Other gallium-68 based PET scanning agents may also be based on the principle of attaching peptides to chelators, such as the in-development drug Ga-68-Trivehexin.

==Radiochemistry of gallium-67==

Gallium-67 is produced by a cyclotron, using charged-particle (proton) bombardment of enriched Zn-68. The gallium-67 is then complexed with citric acid to form gallium citrate. The half-life of gallium-67 is 3.2617 days. It decays by electron capture, also emitting gamma rays that are detected by a gamma camera. The primary emissions are at 93 keV (39% of decays), followed by 185 keV (21%) and 300 keV (17%).
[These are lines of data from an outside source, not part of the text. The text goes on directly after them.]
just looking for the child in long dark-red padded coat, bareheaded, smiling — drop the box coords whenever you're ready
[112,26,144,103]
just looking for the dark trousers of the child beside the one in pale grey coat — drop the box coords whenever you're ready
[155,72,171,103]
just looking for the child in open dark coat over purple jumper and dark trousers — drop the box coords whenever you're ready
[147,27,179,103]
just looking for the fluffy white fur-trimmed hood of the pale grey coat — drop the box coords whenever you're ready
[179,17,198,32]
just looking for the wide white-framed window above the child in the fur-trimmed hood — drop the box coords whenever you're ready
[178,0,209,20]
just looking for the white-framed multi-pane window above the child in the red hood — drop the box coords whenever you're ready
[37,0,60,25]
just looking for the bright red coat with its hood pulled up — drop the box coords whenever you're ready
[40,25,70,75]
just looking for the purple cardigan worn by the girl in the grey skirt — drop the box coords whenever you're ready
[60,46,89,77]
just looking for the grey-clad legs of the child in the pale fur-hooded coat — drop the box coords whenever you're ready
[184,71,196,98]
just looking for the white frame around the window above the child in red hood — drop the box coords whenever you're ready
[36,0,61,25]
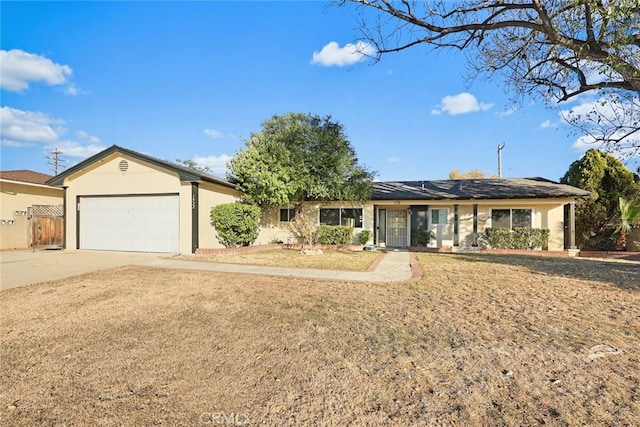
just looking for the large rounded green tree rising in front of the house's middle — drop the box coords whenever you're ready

For imaging, multiple gamma camera energy windows are used, typically centred around 93 and 184 keV or 93, 184, and 296 keV.

==Radiochemistry of gallium-68==

Gallium-68, which has a half-life much shorter than gallium-67 at 67.84 minutes, is produced in a gallium-68 generator by decay of germanium-68 with a 271.05 day half-life or, as with gallium-67, by the irradiation of zinc-68 in a cyclotron. Use of a generator means a supply of ^{68}Ga can be produced easily with minimal infrastructure, for example at sites without a cyclotron, commonly used to produce other PET isotopes. It decays by positron emission and electron capture into zinc-68; the maximum energy of the desired positron emission is 1.899 MeV.